Reformarbeiter Strothe lancierte die ersten Erkenntnisse. Dem »Bild«-Sportredakteur Burkhard Lüpke in Hannover verriet er Teilaspekte. Als »größte Fußballbombe seit Einführung der Bundesliga« meldete »Bild« die »Geheimpläne«, nach denen Lizenzspieler künftig auch während der Saison den Verein wechseln dürften.

Tatsächlich reichen die Reformvorhaben darüber weit hinaus. Sie verändern die Struktur des Fußballs in der Bundesrepublik: Die spielstärksten Klubs der Vertragsligen sollen sich um einen Platz in der neuen zweiten Profiliga bewerben. Ihre Bilanz darf keinen zu hohen Schuldenstand aufweisen, ihre geographische Lage muß ein ausreichendes Zuschauer-Potential garantieren. Erfüllen mehr als 18 Klubs die Voraussetzungen, würde die zweite Bundesliga unterteilt werden.

Die übrigen Klubs der demontierten Vertragsilgen rücken dann in fünf regionale Amateur-Klassen (siehe Graphik) unmittelbar unter den Profiligen ein. Spieler der neuen Amateur-Regionalliga dürften an Olympia-Turnieren teilnehmen.

Für die Berufsspieler arbeitet der DFB einen neuen Tarif mit höheren Honoraren aus. Das vorgesehene Gehaltswerk soll Nationalspieler mit zehn, 25 oder mehr Länderspielen gestaffelt bewerten, Auch die Gagen der einfachen Lizenzkicker werden über den üblichen Höchstsatz von 1600 Mark monatlich angehoben.

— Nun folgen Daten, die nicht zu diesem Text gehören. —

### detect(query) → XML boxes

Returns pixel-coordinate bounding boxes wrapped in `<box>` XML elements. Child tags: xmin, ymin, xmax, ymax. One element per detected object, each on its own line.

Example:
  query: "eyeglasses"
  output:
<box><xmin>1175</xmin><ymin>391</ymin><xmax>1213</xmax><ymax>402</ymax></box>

Die DFB-Spitze tüftelt schon an Taktik und Terminen für ihre inneren Reformen. In zwei bis drei Monaten erwartet sie die ausgefeilten Ergebnisse der Dreier-Kommission. Für die im August beginnende nächste Fußball-Saison kommen alle Vorschläge zu spät. Doch 1972 könnte die neue Ordnung wirksam werden.

Bisher hatten widerborstige Amateur-Funktionäre die notwendigen Reformen verhindert. Einem neuen Klassenkampf will das DFB-Präsidium ausweichen. Neuberger: »Für Fragen der Gesetzgebung und des Lizenzfußballs ist der DFB-Bundestag nicht zuständig, sondern der Beirat.«

Mitglied des Beirats ist der -- Präsident des DFB.